In che modo volare aumenta il rischio di trombosi venosa profonda?

Scopri come l'immobilità prolungata, l'ipossia in cabina e la disidratazione durante il viaggio aereo contribuiscono all'aumento del rischio di trombosi venosa profonda (TVP), insieme ad altri fattori di rischio preesistenti.

In che modo volare aumenta il rischio di trombosi venosa profonda?

La trombosi venosa profonda (TVP) è una condizione medica grave caratterizzata dalla formazione di coaguli di sangue nelle vene profonde, più comunemente nelle gambe. Sebbene la TVP possa verificarsi in varie circostanze, la sua associazione con i viaggi aerei, in particolare con quelli a lungo raggio, è stata oggetto di notevole interesse accademico e medico. Questo articolo esplora i meccanismi fisiologici e i fattori ambientali che contribuiscono a un aumento del rischio di TVP durante i viaggi aerei, basandosi sulla ricerca attuale e sulle conoscenze mediche.

Comprendere la trombosi venosa profonda

La TVP si verifica quando si forma un coagulo di sangue, o trombo, in una o più vene profonde del corpo, in genere negli arti inferiori. Questi coaguli possono ostruire parzialmente o completamente il flusso sanguigno. Una preoccupazione significativa della TVP è la possibilità che una parte del coagulo si stacchi, viaggi attraverso il flusso sanguigno e si depositi nei polmoni, causando un'embolia polmonare (PE). L'EP è una condizione pericolosa per la vita che può compromettere gravemente la funzione respiratoria e circolatoria [1].

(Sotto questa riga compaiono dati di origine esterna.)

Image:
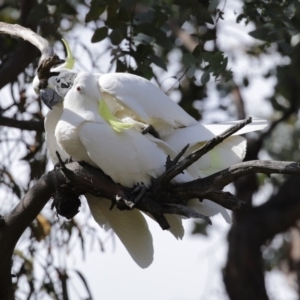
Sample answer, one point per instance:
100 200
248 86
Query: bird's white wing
130 226
203 132
128 94
50 123
127 157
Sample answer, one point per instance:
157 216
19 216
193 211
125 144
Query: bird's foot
136 195
150 129
127 202
140 190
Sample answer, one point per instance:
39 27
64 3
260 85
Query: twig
173 171
21 124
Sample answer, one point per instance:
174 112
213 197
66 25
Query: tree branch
21 124
254 226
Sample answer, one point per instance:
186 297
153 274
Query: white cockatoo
101 121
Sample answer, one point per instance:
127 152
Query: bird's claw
140 190
151 130
125 201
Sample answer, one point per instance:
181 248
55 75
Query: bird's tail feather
130 226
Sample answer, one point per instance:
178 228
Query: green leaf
205 78
96 10
265 33
118 34
100 34
39 12
188 59
200 228
158 61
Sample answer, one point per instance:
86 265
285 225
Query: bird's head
54 78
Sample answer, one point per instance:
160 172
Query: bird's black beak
50 97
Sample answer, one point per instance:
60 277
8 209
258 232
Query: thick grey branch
179 167
21 124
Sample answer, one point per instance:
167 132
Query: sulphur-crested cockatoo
137 101
130 226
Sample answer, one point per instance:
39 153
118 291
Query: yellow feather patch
115 123
70 61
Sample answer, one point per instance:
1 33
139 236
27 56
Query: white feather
131 228
132 95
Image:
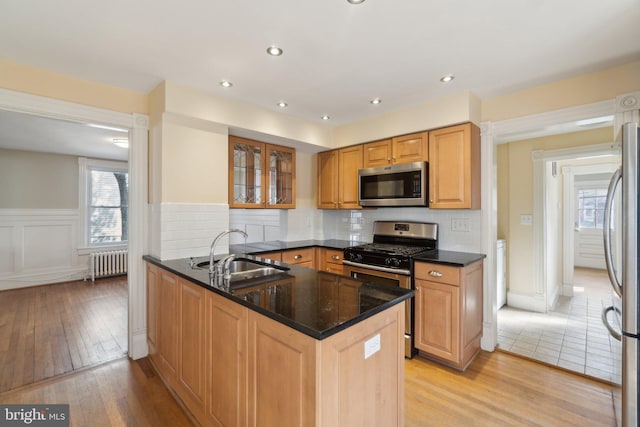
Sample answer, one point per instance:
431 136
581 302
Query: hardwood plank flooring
122 392
53 329
498 389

L'impatto dei viaggi aerei sul rischio di TVP

I viaggi a lunga distanza, definiti come viaggi superiori a quattro ore, indipendentemente dalla modalità di trasporto (aereo, automobile, autobus o treno), sono stati identificati come un fattore di rischio per la TVP. Tuttavia, gran parte dei dati e delle ricerche disponibili si concentrano specificamente sui viaggi aerei [1]. I fattori principali che contribuiscono a questo aumento del rischio durante i voli sono l'immobilità prolungata, l'ipossia in cabina e la disidratazione.

Immobilità prolungata e stasi venosa

Uno dei fattori che contribuiscono in modo più significativo al rischio di TVP durante i viaggi aerei è l'**immobilità prolungata**. I passeggeri spesso rimangono seduti in spazi ristretti per periodi prolungati, con conseguente riduzione del movimento dei muscoli delle gambe. I muscoli del polpaccio svolgono un ruolo cruciale nel pompare il sangue al cuore; la loro inattività provoca la **stasi venosa**, una condizione in cui il flusso sanguigno nelle vene rallenta. Questo flusso sanguigno lento aumenta la probabilità di formazione di coaguli, poiché i componenti del sangue che contribuiscono alla coagulazione hanno più tempo per aggregarsi [1].

Ipossia di cabina e cambiamenti pro-coagulanti

Le cabine degli aerei sono generalmente pressurizzate a un'altitudine equivalente compresa tra 6.000 e 8.000 piedi sopra il livello del mare. Ciò si traduce in una pressione parziale di ossigeno (Po2) inferiore rispetto al livello del suolo, una condizione nota come **ipossia di cabina**. La ricerca indica che questo lieve ambiente ipossico può indurre cambiamenti fisiologici che promuovono la coagulazione del sangue. Livelli inferiori di ossigeno possono aumentare l’attività pro-coagulante di vari componenti del sangue, inclusi neutrofili, piastrine e globuli rossi. Queste cellule interagiscono con le cellule endoteliali attivate (il rivestimento dei vasi sanguigni), migliorando ulteriormente il processo di formazione del coagulo [2]. La combinazione di Po2 ridotto e pressione atmosferica potenzialmente ridotta ad alta quota contribuisce a creare un ambiente favorevole allo sviluppo di trombi [2].

Disidratazione

Anche la disidratazione, spesso esacerbata dall'aria secca della cabina e dall'insufficiente assunzione di liquidi durante il volo, può contribuire ad aumentare il rischio di TVP. Quando il corpo è disidratato, il volume del sangue diminuisce e il sangue può diventare più denso o più viscoso. Questa maggiore viscosità rende il sangue più incline alla coagulazione [1].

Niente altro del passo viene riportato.